Keine Medikamente, kein Strom
Das libanesische Pfund hat seit der Explosion 95 Prozent seines Werts verloren. In einem Land, in dem so ziemlich alles importiert wird, heißt das, dass auch die Menschen 95 Prozent ihrer Kaufkraft verloren haben. Man sieht es im Apothekenschrank des größten staatlichen Krankenhauses des Landes, der Rafik-Hariri-Universitätsklink, den Muhammad Ismail öffnet.
Bei den Präparaten für eine Krebschemotherapie herrscht gähnende Leere. Im Lagerschrank daneben, der für Antibiotika und entzündungshemmende Medikamente bestimmt ist, liegen ein paar vereinsamte Packungen. „Selbst zu den Zeiten des Bürgerkriegs waren unsere Bestände nicht so aufgebraucht“, sagt Ismail. Der Grund ist einfach: Weil der Libanon schon länger nicht mehr seine Rechnungen für die im Ausland gekauften Medikamente bezahlt hat, liefert niemand mehr.
Hassan Moaz sieht im Kontrollraum seiner sechs riesigen Generatoren besorgt auf die Temperaturanzeige. Bei 90 Grad schaltet sich der Generator wegen Überhitzung ab. Der Zeiger steht zwischen 88 und 89 Grad, weil die Generatoren zu lange durchlaufen.

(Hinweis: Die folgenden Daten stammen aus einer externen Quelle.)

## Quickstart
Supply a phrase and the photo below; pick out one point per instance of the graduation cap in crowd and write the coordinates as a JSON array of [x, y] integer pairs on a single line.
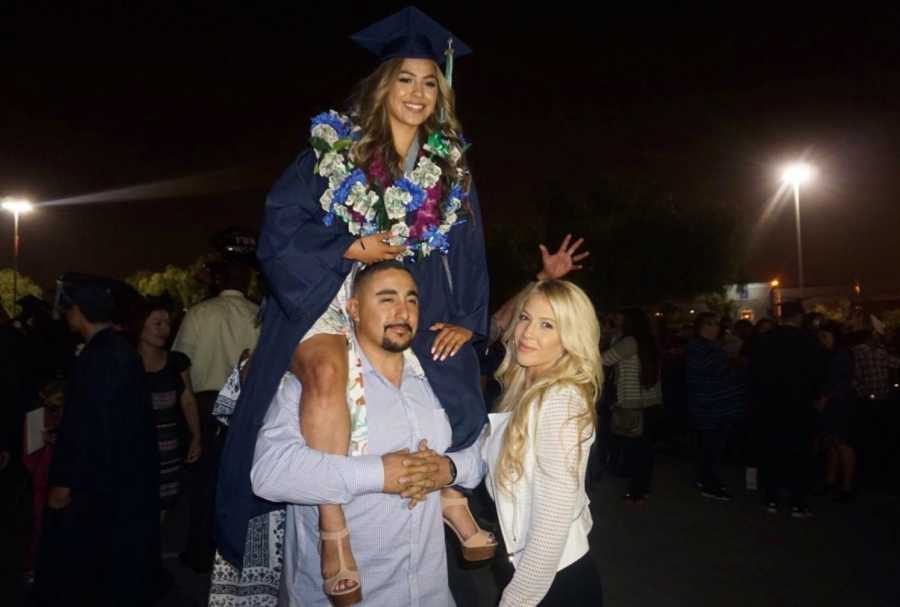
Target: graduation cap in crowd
[[411, 34], [100, 299], [235, 244]]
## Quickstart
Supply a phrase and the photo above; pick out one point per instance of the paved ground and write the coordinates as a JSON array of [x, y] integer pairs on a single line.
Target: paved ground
[[683, 550]]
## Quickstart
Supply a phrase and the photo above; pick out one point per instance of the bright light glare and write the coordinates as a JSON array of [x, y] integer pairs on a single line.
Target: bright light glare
[[17, 205], [798, 174]]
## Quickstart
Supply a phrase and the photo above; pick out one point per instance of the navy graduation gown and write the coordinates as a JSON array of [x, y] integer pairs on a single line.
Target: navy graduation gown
[[103, 549], [303, 262]]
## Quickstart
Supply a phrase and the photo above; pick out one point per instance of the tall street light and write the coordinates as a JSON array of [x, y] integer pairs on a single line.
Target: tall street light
[[796, 175], [16, 206]]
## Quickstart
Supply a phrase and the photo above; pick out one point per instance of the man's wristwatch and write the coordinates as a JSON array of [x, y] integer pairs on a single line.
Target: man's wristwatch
[[452, 472]]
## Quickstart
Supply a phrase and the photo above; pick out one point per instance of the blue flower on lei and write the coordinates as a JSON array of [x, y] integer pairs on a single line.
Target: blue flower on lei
[[436, 240], [343, 190], [418, 195]]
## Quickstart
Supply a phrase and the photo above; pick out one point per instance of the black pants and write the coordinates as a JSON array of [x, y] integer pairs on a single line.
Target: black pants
[[200, 487], [578, 585], [787, 463], [713, 443], [639, 456]]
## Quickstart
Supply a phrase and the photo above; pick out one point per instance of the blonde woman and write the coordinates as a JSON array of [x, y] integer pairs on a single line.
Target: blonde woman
[[538, 446]]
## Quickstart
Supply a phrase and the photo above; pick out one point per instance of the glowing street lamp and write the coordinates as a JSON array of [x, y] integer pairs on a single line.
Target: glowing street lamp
[[796, 175], [16, 206]]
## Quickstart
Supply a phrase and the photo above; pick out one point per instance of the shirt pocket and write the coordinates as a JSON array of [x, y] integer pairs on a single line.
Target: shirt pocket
[[437, 430]]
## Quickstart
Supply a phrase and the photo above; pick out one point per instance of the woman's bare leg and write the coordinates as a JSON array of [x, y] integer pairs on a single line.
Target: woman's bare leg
[[320, 363]]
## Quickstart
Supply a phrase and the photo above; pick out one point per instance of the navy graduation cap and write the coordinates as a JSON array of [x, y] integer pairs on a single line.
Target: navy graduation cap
[[411, 34]]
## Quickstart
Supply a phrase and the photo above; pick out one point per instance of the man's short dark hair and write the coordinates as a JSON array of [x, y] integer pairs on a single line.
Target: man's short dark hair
[[366, 274]]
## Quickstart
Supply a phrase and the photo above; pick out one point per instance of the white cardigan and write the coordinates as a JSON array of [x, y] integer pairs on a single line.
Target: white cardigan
[[545, 523]]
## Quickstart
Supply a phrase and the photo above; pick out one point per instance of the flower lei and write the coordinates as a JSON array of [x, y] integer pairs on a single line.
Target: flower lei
[[411, 207]]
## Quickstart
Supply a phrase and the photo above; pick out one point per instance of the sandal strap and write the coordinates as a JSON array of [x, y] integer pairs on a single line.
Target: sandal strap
[[343, 573]]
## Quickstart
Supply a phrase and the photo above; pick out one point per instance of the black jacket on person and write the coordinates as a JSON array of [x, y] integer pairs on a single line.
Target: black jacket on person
[[786, 376], [103, 549]]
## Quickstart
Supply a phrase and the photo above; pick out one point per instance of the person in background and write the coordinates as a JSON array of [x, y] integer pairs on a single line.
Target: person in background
[[169, 383], [715, 399], [785, 377], [100, 542], [212, 336], [635, 360], [838, 400]]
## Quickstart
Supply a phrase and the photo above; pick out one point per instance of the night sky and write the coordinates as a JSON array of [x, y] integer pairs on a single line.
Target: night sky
[[706, 104]]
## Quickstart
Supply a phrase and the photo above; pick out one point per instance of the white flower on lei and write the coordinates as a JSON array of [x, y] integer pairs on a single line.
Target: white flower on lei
[[426, 173], [358, 198], [326, 133], [332, 163], [326, 199], [399, 234], [395, 201], [342, 212], [447, 223]]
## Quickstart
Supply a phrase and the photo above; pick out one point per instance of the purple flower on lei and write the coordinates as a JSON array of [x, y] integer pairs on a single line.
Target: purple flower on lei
[[436, 240], [418, 194], [343, 190]]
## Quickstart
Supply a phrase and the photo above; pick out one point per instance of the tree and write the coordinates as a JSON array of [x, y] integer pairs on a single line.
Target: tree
[[181, 284], [646, 244], [25, 286]]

Im Moment hat das Krankenhaus im Schnitt nur 12 Stunden am Tag Strom aus dem libanesischen Netz, den Rest müssen die Generatoren schaffen. „Ich lasse mich jeden Tag von neuen Herausforderungen überraschen. Vor Kurzem gab es drei Tage lang keinen Strom aus dem Netz, und auch das haben wir überstanden“, erzählt Moaz.
Der Geruch der Krise: Faules Fleisch
Auch in der nordlibanesischen Stadt Tripoli, eineinhalb Autostunden von Beirut entfernt, riecht es auf dem Markt nach wirtschaftlichem Kollaps oder besser gesagt: nach verrottetem Fleisch, weil die Kühlketten kaum aufrechterhalten werden können. Das ist ein Grund, warum es im Land vermehrt Lebensmittelvergiftungen gibt. Aber wer kann sich schon Fleisch leisten.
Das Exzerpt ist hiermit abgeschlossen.